Members of the public and academics from university literature departments around the country can submit a fairytale to Masal’s online portal, where it is then examined by three rounds of researchers and language editors. The project is funded by the Atatürk Cultural Centre in what is the first undertaking of its kind in Turkey.
The stories are indexed according to which of seven regions they are from and which of five different types of stories: animal tales, magical or extraordinary tales, realistic tales and humorous tales. Zincirlemeli tales follow a strict formula, almost like a poem, in which characters and events at the beginning and end form mirror images.
There are often several different variants of one story, requiring painstaking cross-referencing to figure out how a tale can differ over time from one region to another: there are 20 different versions of Tın Tın Kabacık, about two little girls abandoned by their father, in the province of Muğla alone. Many stories and poems over the years have morphed into Turkish from original Kurdish, Laz, Armenian and Circassian versions.

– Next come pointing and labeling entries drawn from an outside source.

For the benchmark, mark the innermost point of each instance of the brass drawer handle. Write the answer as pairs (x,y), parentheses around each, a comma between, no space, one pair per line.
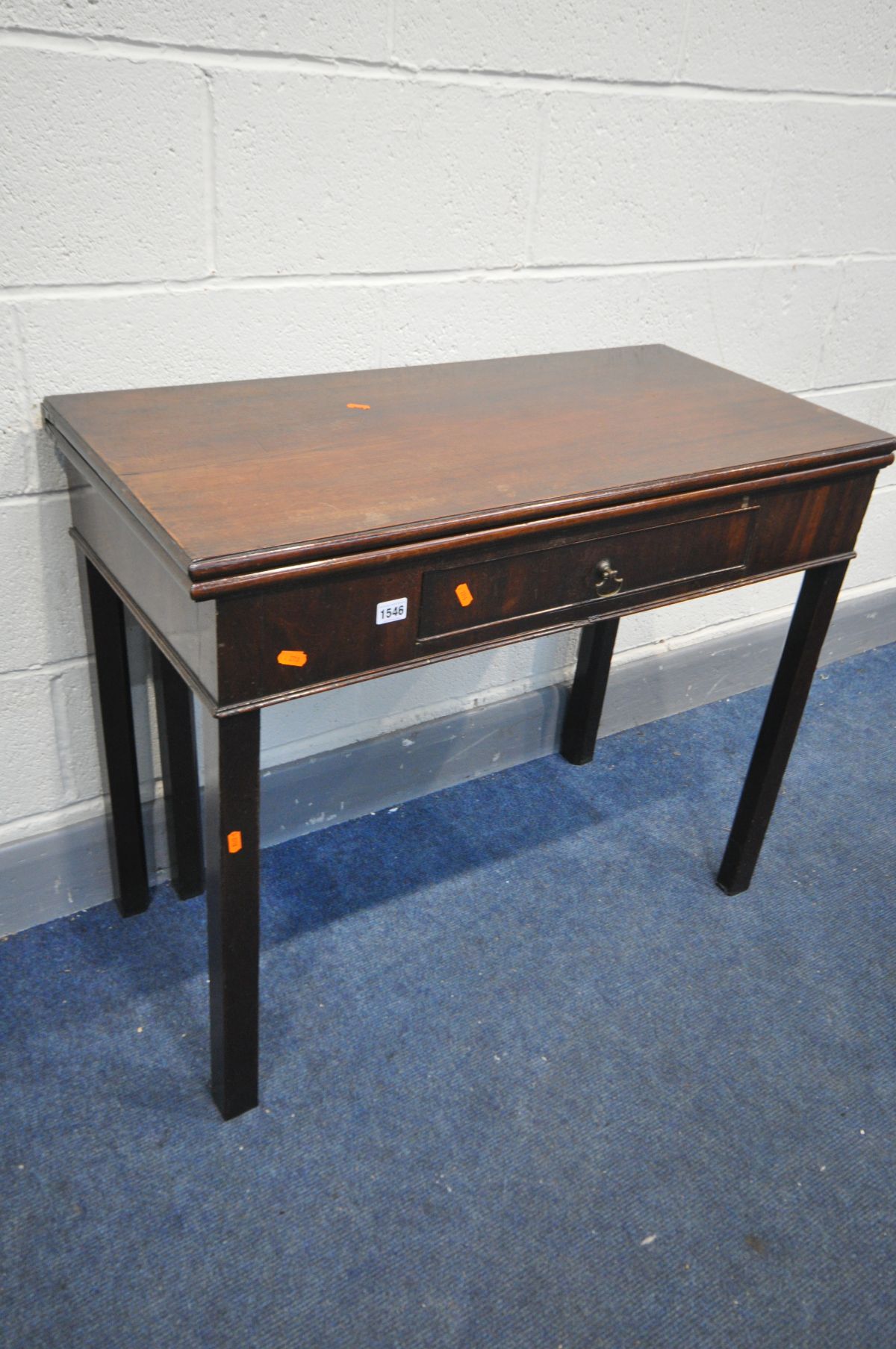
(609,580)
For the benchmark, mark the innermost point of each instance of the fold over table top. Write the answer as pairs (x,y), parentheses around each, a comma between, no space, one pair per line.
(234,478)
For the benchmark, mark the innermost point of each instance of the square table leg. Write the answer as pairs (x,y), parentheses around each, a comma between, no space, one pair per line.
(116,715)
(180,776)
(231,758)
(588,687)
(790,691)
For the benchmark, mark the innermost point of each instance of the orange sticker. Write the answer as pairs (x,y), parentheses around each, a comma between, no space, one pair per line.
(292,658)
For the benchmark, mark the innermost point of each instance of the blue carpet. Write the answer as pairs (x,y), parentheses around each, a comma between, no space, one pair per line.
(529,1079)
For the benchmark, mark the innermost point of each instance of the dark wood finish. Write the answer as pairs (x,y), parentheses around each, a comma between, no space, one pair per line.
(254,529)
(180,776)
(582,718)
(231,747)
(790,691)
(659,556)
(235,476)
(116,715)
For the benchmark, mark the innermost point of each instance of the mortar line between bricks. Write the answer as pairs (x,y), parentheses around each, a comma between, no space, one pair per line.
(243,58)
(311,281)
(49,668)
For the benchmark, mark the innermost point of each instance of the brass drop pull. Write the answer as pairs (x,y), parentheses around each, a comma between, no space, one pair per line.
(609,580)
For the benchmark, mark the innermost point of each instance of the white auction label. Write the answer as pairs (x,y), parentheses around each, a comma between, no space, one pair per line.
(392,610)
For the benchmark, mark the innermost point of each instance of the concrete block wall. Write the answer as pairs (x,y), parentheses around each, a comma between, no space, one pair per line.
(224,190)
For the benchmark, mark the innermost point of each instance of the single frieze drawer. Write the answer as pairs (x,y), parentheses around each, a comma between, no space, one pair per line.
(585,573)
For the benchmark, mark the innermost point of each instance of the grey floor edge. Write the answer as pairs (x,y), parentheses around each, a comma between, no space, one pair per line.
(53,874)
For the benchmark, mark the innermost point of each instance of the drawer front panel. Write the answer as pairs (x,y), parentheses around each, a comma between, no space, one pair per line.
(573,575)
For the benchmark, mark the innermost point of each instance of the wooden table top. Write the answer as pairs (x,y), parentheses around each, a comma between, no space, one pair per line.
(243,475)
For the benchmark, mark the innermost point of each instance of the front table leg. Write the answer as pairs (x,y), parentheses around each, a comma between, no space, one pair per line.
(582,718)
(790,691)
(116,715)
(231,747)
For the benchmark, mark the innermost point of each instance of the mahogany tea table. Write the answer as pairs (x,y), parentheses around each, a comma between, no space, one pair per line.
(277,538)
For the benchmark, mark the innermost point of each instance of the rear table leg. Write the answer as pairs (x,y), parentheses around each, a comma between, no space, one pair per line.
(231,758)
(116,715)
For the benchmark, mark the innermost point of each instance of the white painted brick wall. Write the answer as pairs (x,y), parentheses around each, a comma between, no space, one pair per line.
(223,190)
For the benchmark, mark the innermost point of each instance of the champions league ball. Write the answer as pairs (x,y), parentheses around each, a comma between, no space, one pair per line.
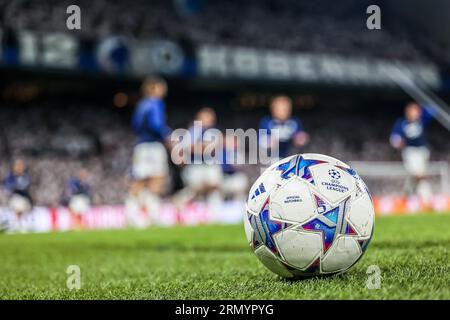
(309,215)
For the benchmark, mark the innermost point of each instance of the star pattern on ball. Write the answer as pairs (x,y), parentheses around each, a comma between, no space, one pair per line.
(264,228)
(299,166)
(331,223)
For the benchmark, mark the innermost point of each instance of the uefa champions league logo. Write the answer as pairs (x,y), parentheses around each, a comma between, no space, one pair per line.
(334,174)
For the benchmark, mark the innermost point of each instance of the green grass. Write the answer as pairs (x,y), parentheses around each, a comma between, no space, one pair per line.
(214,262)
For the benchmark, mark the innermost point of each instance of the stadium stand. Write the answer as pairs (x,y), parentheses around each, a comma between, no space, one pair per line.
(303,27)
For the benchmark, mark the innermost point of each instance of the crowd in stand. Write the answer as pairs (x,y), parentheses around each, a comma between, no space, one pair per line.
(287,25)
(56,143)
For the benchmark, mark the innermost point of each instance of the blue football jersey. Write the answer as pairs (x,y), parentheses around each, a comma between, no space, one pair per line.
(413,132)
(149,120)
(287,131)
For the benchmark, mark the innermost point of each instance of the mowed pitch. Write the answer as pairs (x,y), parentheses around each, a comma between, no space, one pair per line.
(215,262)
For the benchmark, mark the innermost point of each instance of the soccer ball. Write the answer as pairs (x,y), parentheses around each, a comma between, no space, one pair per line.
(307,215)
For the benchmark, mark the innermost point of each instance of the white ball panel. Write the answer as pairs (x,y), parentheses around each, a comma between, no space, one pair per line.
(270,181)
(271,261)
(248,229)
(361,215)
(299,248)
(292,202)
(276,164)
(344,252)
(332,189)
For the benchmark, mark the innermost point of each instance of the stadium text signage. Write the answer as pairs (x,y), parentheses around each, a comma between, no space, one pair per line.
(246,63)
(115,55)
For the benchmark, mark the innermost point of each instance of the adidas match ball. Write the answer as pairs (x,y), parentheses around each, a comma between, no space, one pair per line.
(308,215)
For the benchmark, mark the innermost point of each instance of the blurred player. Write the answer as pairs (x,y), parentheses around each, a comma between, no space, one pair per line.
(290,130)
(235,181)
(17,184)
(202,180)
(78,195)
(150,162)
(408,135)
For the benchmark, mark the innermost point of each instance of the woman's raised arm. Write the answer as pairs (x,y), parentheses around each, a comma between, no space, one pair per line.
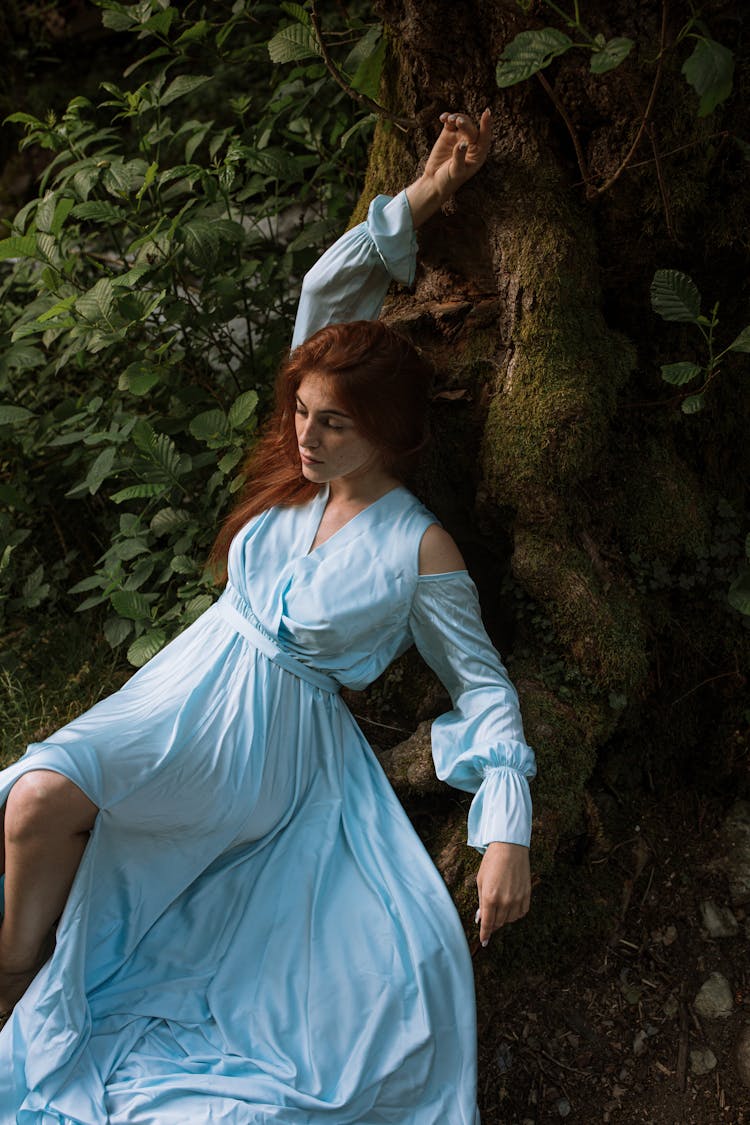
(350,281)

If a submitted tale is approved it becomes part of Masal’s online database, which will eventually be available to the public. More than 3,300 tales have been collected from 77 different areas to date, and the project’s directors hope the corpus will be completed by February 2022.
This is the kind of thing of which I approve. Thanks, Trevor! (Incidentally, Turkish masal ‘fairy tale’ is from Arabic maṯal مثل; cf. Nişanyan.)